According to experts the Internet-based sector of the payday loan industry began in the 1990s, when the CAN-SPAM Act didnt yet exist. Thats why the Act didnt exist back then. But as the popularity of the payday lending industry has grown with utmost regularity, along with the popularity of all sorts of online businesses, it was time for the false claims and the intrusive nature of e-mail marketing to come under control once and for all. When the CAN-SPAM Act of 2003 became reality, the online payday lending industry took the notice of this.
The objective of CAN-SPAM, short for Controlling the Assault of Non-Solicited Pornography and Marketing Act was to set standards for distinguishing between e-mails that are legitimate and those which are SPAM. There is no doubt that the sending of SPAM is against the law. Since the Act more or less applies to all businesses that use email in their operations, most payday lenders found themselves needing to understand this new law that outlined severe consequences including penalties and jail.
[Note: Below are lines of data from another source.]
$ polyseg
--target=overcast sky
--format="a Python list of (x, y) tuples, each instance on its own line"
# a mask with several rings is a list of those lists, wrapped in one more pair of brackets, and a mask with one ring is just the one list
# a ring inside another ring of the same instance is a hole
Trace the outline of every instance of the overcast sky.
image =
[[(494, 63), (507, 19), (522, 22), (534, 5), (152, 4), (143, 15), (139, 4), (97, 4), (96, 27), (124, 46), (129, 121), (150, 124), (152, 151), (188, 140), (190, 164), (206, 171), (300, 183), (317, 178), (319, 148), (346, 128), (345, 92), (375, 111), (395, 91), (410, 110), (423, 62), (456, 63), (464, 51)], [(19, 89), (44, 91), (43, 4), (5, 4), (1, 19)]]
Online payday lending and the CAN-SPAM Act
It is worth noting that the CAN-SPAM Act delineates guidelines for using email addresses for the purpose of sending and receiving electronically transmitted marketing materials. It is quite an extensive act, and below are some of the basics.
First of all, remember that the Act prohibits the sending of unsolicited email. New online payday lending websites are springing up daily and each is competing hard to steer the attention of the masses in its own direction. Mass emailing messages with flashy advertisements as well as discounted offers is a popular way to steer new customers to this lucrative business.
One method to distinguish a good online payday lending business from the "bad" ones is by never agreeing to do business with a payday loan company that sends you unsolicited commercial email. Fact remained that any legitimate company would never purposely violate the CAN-SPAM Act so youd have to wonder about the legitimacy of a payday loan company that would intentionally do so.
The CAN-SPAM Act also depicts that the information in e-mail headers and subject lines must not to be falsified. In case if you find yourself the willing recipient of advertising from an online payday lending company and you are tempted to respond to the e-mail, go ahead and do so. On the other hand if the information to which you responded turns out to be incorrect or misleading, that company could be in violation of the CAN-SPAM Act.
Opt for online payday lending businesses that adhere to the CAN-SPAM Act
Another portion of the CAN-SPAM Act states that any email message you receive must include an opt-out link. The link is a method of notifying the sender that you no longer want to receive email from that sender. In case if the email lacks such opt-out opportunity, the online payday lending business is violating the CAN-SPAM Act. Again, thats normally one online payday lender you should stay away from.